FREILA: Las gentes de la Sierra eran alegres en general. Les...

Las gentes de la Sierra eran alegres en general. Les gustaba divertirse y pasarlo bien en las pocas ocasiones que se les ofrecían. El baile era la principal y única diversión existente: no se conocía más que el suelto, con postizas y por parejas de sexo diferente; también se bailaban sevillanas, seguidillas, jotas, aunque el típico era el fandango serrano.

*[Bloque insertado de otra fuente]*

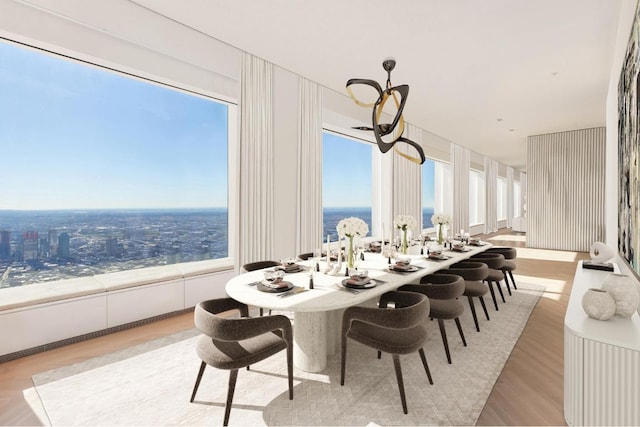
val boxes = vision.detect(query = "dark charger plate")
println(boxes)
[258,281,293,294]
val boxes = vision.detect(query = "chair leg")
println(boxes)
[223,369,238,426]
[467,296,480,332]
[189,362,207,402]
[418,348,433,385]
[455,317,467,347]
[287,345,293,400]
[487,280,500,311]
[340,336,347,385]
[502,270,513,296]
[478,295,491,320]
[496,281,507,302]
[438,319,451,364]
[509,271,518,291]
[393,356,408,414]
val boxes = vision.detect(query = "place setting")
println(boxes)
[274,258,305,273]
[425,247,450,261]
[387,257,422,273]
[338,269,385,294]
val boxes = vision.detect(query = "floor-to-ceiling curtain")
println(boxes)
[392,124,422,236]
[484,157,498,234]
[296,77,323,254]
[507,166,514,227]
[520,172,527,218]
[236,53,274,267]
[451,144,471,237]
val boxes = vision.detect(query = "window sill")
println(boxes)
[0,258,233,311]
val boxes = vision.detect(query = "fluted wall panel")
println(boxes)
[527,127,605,252]
[582,340,640,426]
[564,328,584,425]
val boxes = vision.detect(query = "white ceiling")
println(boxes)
[134,0,619,169]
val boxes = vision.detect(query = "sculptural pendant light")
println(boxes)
[347,58,425,164]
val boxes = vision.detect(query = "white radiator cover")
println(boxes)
[564,263,640,425]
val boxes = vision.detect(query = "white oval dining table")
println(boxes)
[225,242,493,372]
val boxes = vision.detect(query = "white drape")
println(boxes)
[236,53,274,267]
[507,166,514,227]
[296,77,323,254]
[520,172,527,218]
[451,144,471,237]
[392,124,422,236]
[484,157,499,234]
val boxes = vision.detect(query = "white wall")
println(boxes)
[605,0,638,248]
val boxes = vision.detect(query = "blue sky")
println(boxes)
[0,42,433,210]
[322,132,377,208]
[0,43,227,209]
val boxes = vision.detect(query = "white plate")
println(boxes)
[342,279,377,289]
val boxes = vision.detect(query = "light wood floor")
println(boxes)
[0,233,588,425]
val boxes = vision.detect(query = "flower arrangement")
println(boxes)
[336,216,369,238]
[336,216,369,268]
[393,215,418,254]
[431,213,451,245]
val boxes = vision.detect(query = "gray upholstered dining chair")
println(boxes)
[469,252,506,311]
[190,298,293,426]
[340,291,433,414]
[487,246,518,295]
[242,260,282,316]
[398,274,467,364]
[436,261,489,332]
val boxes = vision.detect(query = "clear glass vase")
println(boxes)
[347,236,356,268]
[438,224,444,245]
[400,228,409,255]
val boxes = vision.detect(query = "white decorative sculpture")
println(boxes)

Normalmente se celebraban todos los domingos y días festivos, por la tarde/noche en alguna casa de amplia cocina de algún mozo o moza del lugar. No sólo acudían los jóvenes sino también los padres, madres, hermanos/as y casi toda la cortijada en la que se celebrase. Los ancianos y ancianas llevaban sus sillas. A la vez bailaban ocho o diez parejas: novios, pretendientes, amigos y amigas, etc. Una persona mayor tocaba la guitarra, otros los platillos y las mozas que descansaban tocaban las castañuelas. Las parejas: una frente a otra al principio del baile, se movían lentamente pero una vez empezada la copla se aceleraban bailando todas las parejas la misma mudanza que tenía que ser diferente en cada copla. Los hombres se pedían la vez, cambiándose; las mozas seguían hasta el agotamiento, dando entrada a otro turno. La función duraba hasta la madrugada.